This directory (databricks-config) includes Databricks ML resource configuration, i.e. the definitions of a batch
inference job, a training job, an MLflow experiment, and an MLflow model.
Configurations are split into separate staging and prod subdirectories
for separate environments (separate staging/prod Databricks workspaces), and are expressed in
the Terraform language.
Managed configs are not defined for dev, but you can manually test changes to staging/prod configs by creating identical resources in dev and verifying their behavior.
This project ships with CI/CD workflows for developing and deploying ML resource config. You can open a PR (pull request) to modify configs in staging and prod, which will be unit-tested and then deployed after the PR is merged:
If you or your ops team have already run the setup scripts under .mlops-setup-scripts,
you can skip this section
Otherwise, we recommend that you or your ops team run the setup scripts documented in .mlops-setup-scripts to provision a remote backend for storing the state of provisioned ML resources, and configure CI/CD with the appropriate credentials to access remote state.
To track the state of deployed ML resources with Terraform, you must:
- Provision a remote state backend and
- Configure Terraform to store state in the remote backend.

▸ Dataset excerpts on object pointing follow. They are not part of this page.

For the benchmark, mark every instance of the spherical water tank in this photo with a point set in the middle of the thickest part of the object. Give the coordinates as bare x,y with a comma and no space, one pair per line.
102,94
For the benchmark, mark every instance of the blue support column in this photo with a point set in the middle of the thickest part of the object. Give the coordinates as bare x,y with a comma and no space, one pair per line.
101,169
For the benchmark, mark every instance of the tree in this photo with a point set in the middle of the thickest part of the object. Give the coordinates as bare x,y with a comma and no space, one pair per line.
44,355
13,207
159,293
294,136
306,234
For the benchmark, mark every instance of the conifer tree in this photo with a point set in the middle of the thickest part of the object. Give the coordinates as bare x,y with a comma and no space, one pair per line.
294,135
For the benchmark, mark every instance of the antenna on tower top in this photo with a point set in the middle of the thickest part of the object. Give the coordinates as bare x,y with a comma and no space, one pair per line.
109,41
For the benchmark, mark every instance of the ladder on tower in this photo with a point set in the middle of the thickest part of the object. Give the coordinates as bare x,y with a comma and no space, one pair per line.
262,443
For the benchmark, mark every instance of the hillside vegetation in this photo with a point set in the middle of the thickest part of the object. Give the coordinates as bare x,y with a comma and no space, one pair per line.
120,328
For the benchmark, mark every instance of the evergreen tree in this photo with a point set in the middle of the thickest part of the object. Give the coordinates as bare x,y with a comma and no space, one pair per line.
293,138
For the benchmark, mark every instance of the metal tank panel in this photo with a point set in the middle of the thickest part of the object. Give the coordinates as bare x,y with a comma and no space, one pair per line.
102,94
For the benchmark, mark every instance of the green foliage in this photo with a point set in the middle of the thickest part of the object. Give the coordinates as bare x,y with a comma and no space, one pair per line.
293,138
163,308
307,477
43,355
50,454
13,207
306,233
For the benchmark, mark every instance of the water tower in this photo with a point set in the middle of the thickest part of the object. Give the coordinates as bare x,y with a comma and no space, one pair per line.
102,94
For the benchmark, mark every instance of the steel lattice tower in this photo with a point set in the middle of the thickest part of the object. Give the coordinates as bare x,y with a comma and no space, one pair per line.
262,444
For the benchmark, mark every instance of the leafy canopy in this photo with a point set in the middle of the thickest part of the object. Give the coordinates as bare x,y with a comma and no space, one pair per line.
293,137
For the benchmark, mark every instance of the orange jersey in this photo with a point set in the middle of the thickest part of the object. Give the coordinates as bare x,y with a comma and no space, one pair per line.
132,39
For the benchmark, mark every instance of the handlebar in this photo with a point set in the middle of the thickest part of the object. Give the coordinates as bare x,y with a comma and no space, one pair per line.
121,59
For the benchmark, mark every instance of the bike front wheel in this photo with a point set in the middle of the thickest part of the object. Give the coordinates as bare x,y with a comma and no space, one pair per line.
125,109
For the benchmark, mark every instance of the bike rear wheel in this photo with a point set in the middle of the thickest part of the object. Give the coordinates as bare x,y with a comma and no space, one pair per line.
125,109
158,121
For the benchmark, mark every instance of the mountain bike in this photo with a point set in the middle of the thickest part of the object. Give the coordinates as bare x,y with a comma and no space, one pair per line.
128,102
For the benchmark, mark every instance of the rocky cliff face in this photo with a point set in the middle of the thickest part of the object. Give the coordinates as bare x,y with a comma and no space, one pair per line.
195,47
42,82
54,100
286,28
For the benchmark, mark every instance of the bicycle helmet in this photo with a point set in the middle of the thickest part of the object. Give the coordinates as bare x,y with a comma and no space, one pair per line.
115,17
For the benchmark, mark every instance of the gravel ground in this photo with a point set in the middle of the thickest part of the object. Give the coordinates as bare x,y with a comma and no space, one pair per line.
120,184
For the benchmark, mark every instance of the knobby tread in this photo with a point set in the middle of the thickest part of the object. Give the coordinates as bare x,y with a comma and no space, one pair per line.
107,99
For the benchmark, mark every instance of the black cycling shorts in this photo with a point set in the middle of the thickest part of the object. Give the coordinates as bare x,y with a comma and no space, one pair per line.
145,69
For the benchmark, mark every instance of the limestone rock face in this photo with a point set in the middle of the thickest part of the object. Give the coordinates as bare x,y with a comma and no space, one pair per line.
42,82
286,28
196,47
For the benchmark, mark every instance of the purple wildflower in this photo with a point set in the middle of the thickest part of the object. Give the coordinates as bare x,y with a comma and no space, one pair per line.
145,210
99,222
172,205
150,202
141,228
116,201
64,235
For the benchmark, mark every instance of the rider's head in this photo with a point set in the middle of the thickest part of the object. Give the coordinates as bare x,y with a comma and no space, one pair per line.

By default, this repo is configured to store resource state in a dedicated
S3 bucket ,
defined in staging/provider.tf and prod/provider.tf. However, the repo does not automatically provision the
remote state storage location for you, nor does it store credentials in CI/CD for accessing remote state files.
We recommend that you or your ops team run the scripts under .mlops-setup-scripts to provision the expected remote state backend and store credentials in CI/CD.
Alternatively, you can follow
Terraform docs to specify a custom remote state
backend in staging/provider.tf and prod/provider.tf, store credentials for accessing the backend in CI/CD,
and configure the .github/workflows/terraform-ci.yml and .github/workflows/terraform-cd.yml workflows
to authenticate to the remote backend. If using the Terraform Cloud backend, make sure your Terraform workspace is configured
to execute plans locally.
Authentication to Databricks REST APIs will not work if plans are executed remotely.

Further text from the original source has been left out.